Blog

Inside the Minds of the Machine

APIs, WordPress Tips and Tricks

Google’s Custom Search Engine

We do not use the built-in WordPress search on any of the sites we develop, instead we add a filter to disable the search function entirely. There are two primary reasons for this decision:

  1. Although the WordPress search may be adequate for a small blog or portfolio, we focus on performance ensuring our sites run fast no matter the size of the site or amount of traffic. WordPress searches are very inefficient as they have to go around page caching to search the database each time a query is made. When you have a site with a large database of posts to search through performance really takes a hit.
  2. WordPress doesn’t search through all of a post’s metadata. It only searches the post title and post content fields.
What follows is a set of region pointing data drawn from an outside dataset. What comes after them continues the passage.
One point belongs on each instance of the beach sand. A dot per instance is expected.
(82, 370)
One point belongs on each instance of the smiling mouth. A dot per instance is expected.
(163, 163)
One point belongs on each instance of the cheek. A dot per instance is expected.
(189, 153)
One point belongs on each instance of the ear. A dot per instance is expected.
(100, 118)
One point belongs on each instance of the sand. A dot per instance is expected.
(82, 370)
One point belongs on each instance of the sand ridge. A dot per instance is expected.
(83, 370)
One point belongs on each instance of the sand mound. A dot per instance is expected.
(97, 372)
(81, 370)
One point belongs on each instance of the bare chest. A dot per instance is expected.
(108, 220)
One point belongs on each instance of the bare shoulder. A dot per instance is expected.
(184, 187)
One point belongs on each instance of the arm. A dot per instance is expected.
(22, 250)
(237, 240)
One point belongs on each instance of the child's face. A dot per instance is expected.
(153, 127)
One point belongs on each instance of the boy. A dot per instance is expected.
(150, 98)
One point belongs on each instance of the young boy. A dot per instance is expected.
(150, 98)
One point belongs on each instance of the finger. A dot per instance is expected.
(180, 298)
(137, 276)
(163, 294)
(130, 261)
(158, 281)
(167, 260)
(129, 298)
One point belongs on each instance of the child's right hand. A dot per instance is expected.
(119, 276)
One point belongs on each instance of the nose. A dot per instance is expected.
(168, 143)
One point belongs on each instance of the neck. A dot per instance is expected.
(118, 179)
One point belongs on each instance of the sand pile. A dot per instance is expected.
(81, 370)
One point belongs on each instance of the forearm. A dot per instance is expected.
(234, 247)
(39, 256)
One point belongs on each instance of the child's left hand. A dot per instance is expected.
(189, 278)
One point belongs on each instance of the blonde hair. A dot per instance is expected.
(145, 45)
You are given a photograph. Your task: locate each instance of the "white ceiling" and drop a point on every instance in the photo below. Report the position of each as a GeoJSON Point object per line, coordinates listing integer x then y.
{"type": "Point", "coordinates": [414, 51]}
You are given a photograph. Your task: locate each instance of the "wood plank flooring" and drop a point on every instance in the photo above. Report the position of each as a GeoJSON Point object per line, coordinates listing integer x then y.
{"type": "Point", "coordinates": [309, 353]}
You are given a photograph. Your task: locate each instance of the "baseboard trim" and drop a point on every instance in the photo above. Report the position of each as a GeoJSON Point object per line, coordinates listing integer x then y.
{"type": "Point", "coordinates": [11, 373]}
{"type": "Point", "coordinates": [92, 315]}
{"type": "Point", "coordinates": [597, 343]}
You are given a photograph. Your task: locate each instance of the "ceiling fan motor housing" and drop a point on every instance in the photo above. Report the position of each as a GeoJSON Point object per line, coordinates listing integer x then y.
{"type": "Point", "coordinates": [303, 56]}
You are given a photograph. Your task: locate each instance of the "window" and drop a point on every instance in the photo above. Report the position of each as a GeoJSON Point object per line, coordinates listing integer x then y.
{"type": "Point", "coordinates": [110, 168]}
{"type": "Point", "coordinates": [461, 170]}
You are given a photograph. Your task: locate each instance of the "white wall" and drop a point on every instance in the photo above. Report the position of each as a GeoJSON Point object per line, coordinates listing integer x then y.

In the custom admins and templates we develop we sometimes store important data in meta boxes. WordPress doesn’t search this data and relevant posts are omitted from search results.

Using Google’s Custom Search Engine (CSE) allows us to solve both of these issues. Performance is no longer an issue, and results are nearly instantaneous as all queries are made via google’s servers. Results are more relevant as the entire page’s content is scanned by Google’s bots instead of selected WordPress database fields. Google’s also great with misspellings, a visitor can misspell anything and google will still most likely find what they’re looking for (WordPress doesn’t do that).
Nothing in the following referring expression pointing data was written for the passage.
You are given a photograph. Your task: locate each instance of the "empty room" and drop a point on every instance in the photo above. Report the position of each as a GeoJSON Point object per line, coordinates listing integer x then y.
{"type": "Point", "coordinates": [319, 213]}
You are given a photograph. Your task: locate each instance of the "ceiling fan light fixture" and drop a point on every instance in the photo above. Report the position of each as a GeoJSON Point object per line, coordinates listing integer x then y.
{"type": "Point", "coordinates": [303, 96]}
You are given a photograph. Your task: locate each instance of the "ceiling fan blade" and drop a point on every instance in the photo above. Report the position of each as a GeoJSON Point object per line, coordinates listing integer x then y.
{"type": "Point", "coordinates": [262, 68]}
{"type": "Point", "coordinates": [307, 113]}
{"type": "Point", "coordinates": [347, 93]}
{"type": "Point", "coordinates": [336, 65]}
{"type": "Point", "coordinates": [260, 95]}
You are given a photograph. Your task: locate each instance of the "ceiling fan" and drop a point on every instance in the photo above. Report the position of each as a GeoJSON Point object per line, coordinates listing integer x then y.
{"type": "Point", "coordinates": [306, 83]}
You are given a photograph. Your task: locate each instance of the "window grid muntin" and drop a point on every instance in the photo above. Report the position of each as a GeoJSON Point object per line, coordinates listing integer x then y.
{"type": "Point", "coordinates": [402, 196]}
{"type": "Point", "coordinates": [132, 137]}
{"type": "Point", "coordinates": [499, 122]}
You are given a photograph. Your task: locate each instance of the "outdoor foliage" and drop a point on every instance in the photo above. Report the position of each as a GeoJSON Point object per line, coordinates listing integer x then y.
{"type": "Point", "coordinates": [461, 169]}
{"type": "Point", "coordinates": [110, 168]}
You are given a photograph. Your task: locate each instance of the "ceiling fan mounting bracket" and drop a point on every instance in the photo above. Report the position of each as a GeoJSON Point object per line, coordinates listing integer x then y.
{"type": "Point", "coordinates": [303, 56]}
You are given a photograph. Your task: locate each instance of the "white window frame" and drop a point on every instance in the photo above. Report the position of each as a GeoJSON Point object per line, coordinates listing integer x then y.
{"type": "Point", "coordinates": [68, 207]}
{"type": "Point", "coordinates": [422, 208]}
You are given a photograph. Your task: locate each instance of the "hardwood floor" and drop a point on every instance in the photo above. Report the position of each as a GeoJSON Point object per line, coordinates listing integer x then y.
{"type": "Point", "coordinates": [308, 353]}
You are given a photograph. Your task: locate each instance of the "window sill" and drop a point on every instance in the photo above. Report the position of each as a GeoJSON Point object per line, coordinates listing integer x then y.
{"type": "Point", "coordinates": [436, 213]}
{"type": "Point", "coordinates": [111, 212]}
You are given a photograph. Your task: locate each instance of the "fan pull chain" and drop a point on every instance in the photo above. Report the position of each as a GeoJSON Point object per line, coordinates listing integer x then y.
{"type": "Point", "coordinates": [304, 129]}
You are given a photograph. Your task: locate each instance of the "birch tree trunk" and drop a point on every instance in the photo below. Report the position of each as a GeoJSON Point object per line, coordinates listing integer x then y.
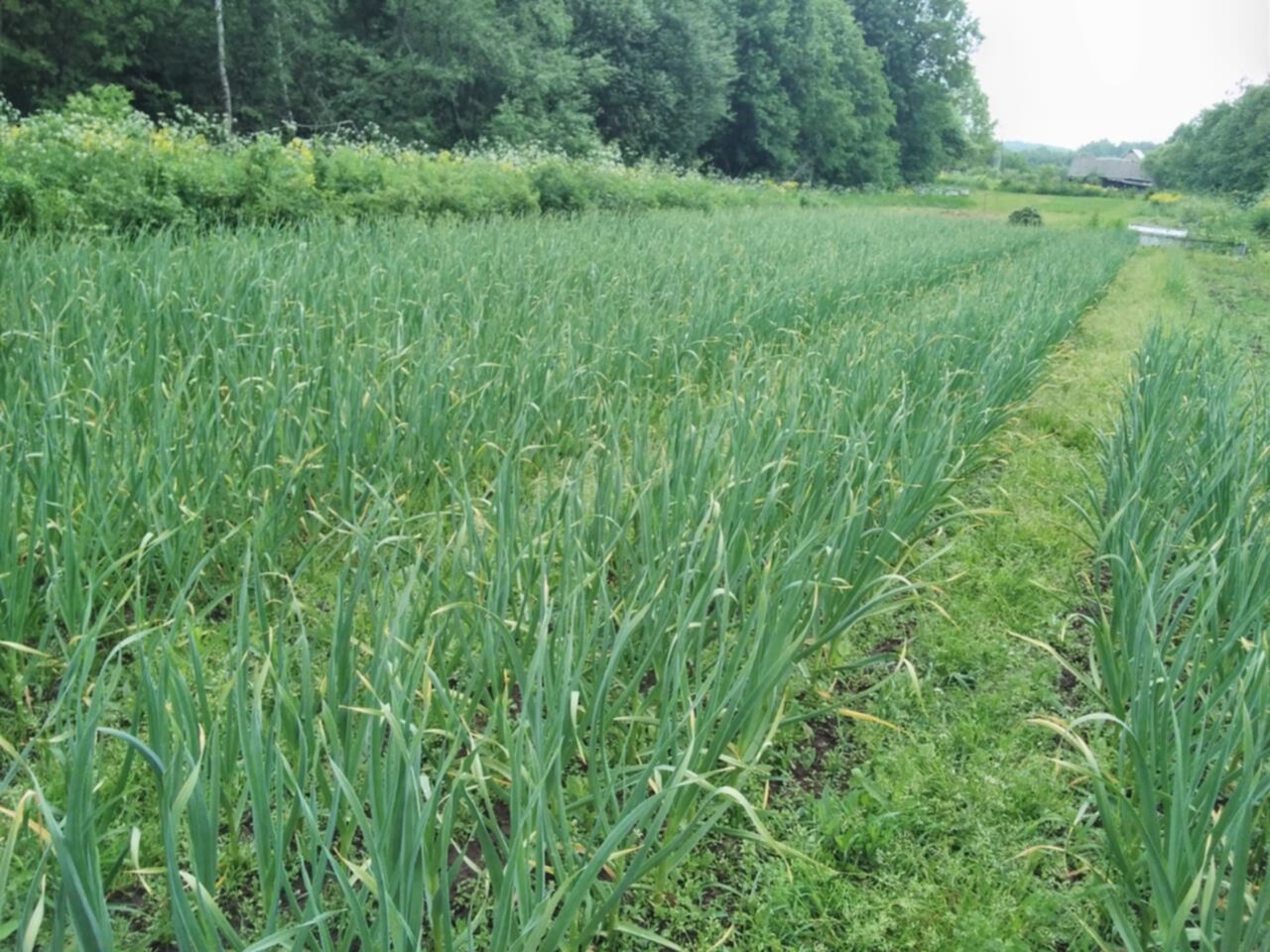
{"type": "Point", "coordinates": [282, 61]}
{"type": "Point", "coordinates": [220, 63]}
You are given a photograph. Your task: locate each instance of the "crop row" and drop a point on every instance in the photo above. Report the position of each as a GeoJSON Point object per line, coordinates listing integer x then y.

When a search is made using CSE the search results come from the main Google search index. Google however allows us to fine-tune the result set that is presented to the user. We can specify which URL paths to search and have the ability to set advanced filters to exclude URL paths that we don’t want returned. For example when setting up a CSE we only want post content pages returned since they are the primary content of a website. Examples of things we exclude are taxonomy, category, and author landing pages as they just dilute the search results.
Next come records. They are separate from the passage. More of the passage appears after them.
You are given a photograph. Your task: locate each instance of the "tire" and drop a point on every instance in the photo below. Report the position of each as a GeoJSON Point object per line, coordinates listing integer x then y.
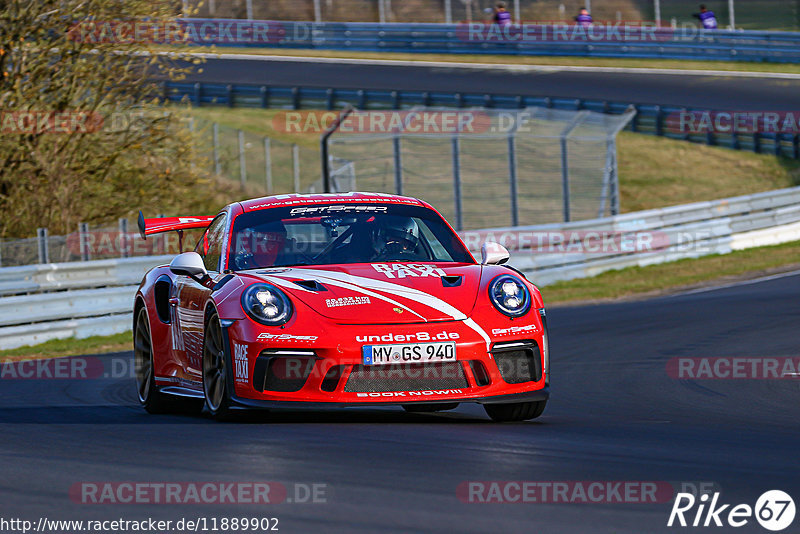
{"type": "Point", "coordinates": [517, 411]}
{"type": "Point", "coordinates": [428, 408]}
{"type": "Point", "coordinates": [215, 371]}
{"type": "Point", "coordinates": [149, 396]}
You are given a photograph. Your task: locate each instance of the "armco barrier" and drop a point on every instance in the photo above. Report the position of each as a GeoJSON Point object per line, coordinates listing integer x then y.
{"type": "Point", "coordinates": [535, 39]}
{"type": "Point", "coordinates": [649, 119]}
{"type": "Point", "coordinates": [677, 232]}
{"type": "Point", "coordinates": [92, 298]}
{"type": "Point", "coordinates": [60, 300]}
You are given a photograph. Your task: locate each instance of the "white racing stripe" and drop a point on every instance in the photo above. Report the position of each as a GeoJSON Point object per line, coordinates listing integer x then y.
{"type": "Point", "coordinates": [274, 279]}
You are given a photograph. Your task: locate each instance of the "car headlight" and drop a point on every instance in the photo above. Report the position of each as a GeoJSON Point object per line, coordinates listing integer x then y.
{"type": "Point", "coordinates": [267, 304]}
{"type": "Point", "coordinates": [510, 296]}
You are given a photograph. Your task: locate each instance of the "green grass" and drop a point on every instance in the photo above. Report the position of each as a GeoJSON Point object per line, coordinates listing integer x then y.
{"type": "Point", "coordinates": [734, 66]}
{"type": "Point", "coordinates": [655, 172]}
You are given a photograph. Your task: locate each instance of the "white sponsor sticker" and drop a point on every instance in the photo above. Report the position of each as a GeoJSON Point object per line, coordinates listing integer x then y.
{"type": "Point", "coordinates": [418, 336]}
{"type": "Point", "coordinates": [346, 301]}
{"type": "Point", "coordinates": [426, 393]}
{"type": "Point", "coordinates": [263, 336]}
{"type": "Point", "coordinates": [408, 270]}
{"type": "Point", "coordinates": [240, 362]}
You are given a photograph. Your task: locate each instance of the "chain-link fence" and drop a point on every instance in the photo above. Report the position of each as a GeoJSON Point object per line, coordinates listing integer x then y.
{"type": "Point", "coordinates": [251, 164]}
{"type": "Point", "coordinates": [749, 14]}
{"type": "Point", "coordinates": [260, 165]}
{"type": "Point", "coordinates": [489, 168]}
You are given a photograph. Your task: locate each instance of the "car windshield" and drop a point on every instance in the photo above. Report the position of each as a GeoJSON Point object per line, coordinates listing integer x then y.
{"type": "Point", "coordinates": [342, 233]}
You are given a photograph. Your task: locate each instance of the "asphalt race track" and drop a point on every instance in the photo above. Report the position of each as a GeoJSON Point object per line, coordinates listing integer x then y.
{"type": "Point", "coordinates": [696, 91]}
{"type": "Point", "coordinates": [615, 415]}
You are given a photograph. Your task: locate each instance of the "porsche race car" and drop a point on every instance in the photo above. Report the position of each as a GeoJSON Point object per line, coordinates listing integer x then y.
{"type": "Point", "coordinates": [355, 299]}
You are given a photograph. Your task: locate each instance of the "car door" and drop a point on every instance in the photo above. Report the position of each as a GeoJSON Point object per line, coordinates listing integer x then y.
{"type": "Point", "coordinates": [192, 296]}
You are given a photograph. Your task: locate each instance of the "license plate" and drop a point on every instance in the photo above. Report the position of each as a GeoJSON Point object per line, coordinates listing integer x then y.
{"type": "Point", "coordinates": [409, 353]}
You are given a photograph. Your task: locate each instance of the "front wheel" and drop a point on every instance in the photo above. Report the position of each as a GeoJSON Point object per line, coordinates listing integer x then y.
{"type": "Point", "coordinates": [516, 411]}
{"type": "Point", "coordinates": [215, 371]}
{"type": "Point", "coordinates": [149, 396]}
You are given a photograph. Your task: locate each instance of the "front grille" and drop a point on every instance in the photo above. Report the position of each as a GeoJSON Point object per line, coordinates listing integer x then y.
{"type": "Point", "coordinates": [407, 377]}
{"type": "Point", "coordinates": [518, 363]}
{"type": "Point", "coordinates": [332, 377]}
Google’s CSE can also be fully integrated with Google Analytics for search statistics. If you don’t make the connection to Analytics CSE still maintains it’s own set of search term stats.

One negative for CSE is that new content is not immediately available in Google’s index. We have to wait for Google to re-crawl our pages which generally happens within a few days.

Tips

If you’re using an SEO plugin like Yoast, set meta robots on archive, and author pages to “noindex, follow”. Do the same for “Noindex subpages of archives”, in the “other” settings tab.

Set nocontent flags in your WordPress template wrappers by adding a “.nocontent” class to page elements that are not relevant to a specific page’s content like sidebars and footers. This will result in better search results on your custom search engine. You’ll also need to activate the nocontent flag in the Google CSE admin.

How to activate the nocontent flag in Google CSE

In the Google CSE admin for your web sites search:
advanced

  • First select the advanced tab
  • Select CSE context
  • Download the XML file
  • Open the XML file in your HTML editor. Near the top of the file find the tag CustomSearchEngine. At the end of the tag add enable_nocontent_tag=”true”. It should look something like this with a few other variables between the start of the tag and the no content tag.<CustomSearchEngine enable_nocontent_tag="true"></code>
  • Save the file. Select upload XML file, and upload the edited file.

Note: The nocontent flag works against pages which have been indexed with the nocontent flag already in place. If you are making these changes to an existing live site. You’ll need to wait for the pages to be re-indexed before the changes take effect.

How to disable built-in WordPress search

You’ll need to add a function like this to your theme’s functions.php file. This will send any hits to http://siteurl.org/?s=search+terms to the 404 page. Note: the default query string variable for Google’s CSE is ?q=search+terms.

function disable_search( $query, $error = true ) {
  if ( is_search() ) {
    $query->is_search = false;
    $query->query_vars[s] = false;
    $query->query[s] = false;
    // to error
    if ( $error == true )
    $query->is_404 = true;
  }
}

add_action( 'parse_query', 'disable_search' );
add_filter( 'get_search_form', create_function( '$a', "return null;" ) );

Integrating Google CSE for your WordPress site is super easy, try setting one up at google.com/cse.